Roger Norrington begeistert in Salzburg

Wenn die Musik Fahrrad fährt

Roger Norrington zeigt mit der Camerata Salzburg wie gut Haydn und Strawinsky zusammen passen

Von Derek Weber

(Salzburg, 21. August 2017) Es gibt sie noch, diese heimlichen Höhepunkte, die den meist verborgen bleiben, wo kein aberwitziges Staraufgebot herrscht und man trotzdem begeistert ist. Hier, im Großen Saal des Mozarteums, der klein genug ist, dass die Camerata Salzburg am Podium auch bei Igor Strawinskys Dumbarton Oaks Concerto mit 15 Musikern einen fülligen Klang produziert, tun sich wunderbare Welten auf. Dann nämlich, wenn mit einem älteren Herrn namens Sir Roger Norrington der ehemalige musikalische Leiter des Ensembles eines seiner selten gewordenen Konzerte in Salzburg gibt. Da sitzen zwar die Streicher, aber die Bläser spielen im Stehen (links und rechts von ihnen).
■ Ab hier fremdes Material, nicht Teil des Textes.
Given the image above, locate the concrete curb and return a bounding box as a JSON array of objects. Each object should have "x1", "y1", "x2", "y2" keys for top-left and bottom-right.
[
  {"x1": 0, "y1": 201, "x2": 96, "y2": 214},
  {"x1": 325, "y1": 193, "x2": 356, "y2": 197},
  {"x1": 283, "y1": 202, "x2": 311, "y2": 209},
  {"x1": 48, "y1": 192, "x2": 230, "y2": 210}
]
Und der Klang mischt sich gut. Alle Musiker spielen, geschart um einen ganz ausgezeichneten Konzertmeister, was das Zeug hält, angefeuert von einem Dirigenten, der mit ihnen intensivst kommuniziert und, wo es nur irgendwie geht, Zeit findet, mit dem Publikum zu schäkern. Was sich gut trifft, weil er einen Einfall und eine Überraschung nach der anderen bereithält. Da gibt es gleich zum Einstand in Joseph Haydns selten gespielter Sinfonie Nr. 87 im Menuett Sforzati, die einem vorher höchstens im Traum erschienen sind. Nicht übermäßig schnell ist dieser Tanz, aber markant vorgetragen. Und das Adagio ist so etwas wie ein „Adagio vivo“ oder „vivace“. (Wenn es so eine Tempobezeichnung überhaupt gibt.) Norrington war ja nie ein Langsamer.

Da sind wir schon gelandet: Auf diesem besonderen Stern, dem Mond von Norrington, wo die Musiker lauter unvorhersehbare Dinge tun. Es ist wie in einer der Geschichten von Stanislaw Lem, wo einer irgendwo im Weltall in einen Konzertsaal gerät und erst zum Schluss merkt, wo er war und was da wirklich gespielt wurde: Ein Geruchskonzert.
Dazu passend und Haydn und Bach ins 20. Jahrhundert transponierend tischt Norrington zwei Strawinsky-Stücke auf: die ziemlich unbekannten „Danses concertantes für Kammerorchester“ und das neoklassizistische „Dumbarton Oaks“ Konzert aus dem Jahr 1938. Dabei lässt er dieses Konzert mit größerer Delikatesse und raffinezza und mit viel mehr Schwung spielen als Strawinsky selbst, flauschiger, wenn man so will, oder so, als könnte die Musik Fahrradfahren. (Es gibt davon eine Aufnahme mit dem Dumbarton Oaks Festival Orchestra, anhand derer man das nachvollziehen kann.)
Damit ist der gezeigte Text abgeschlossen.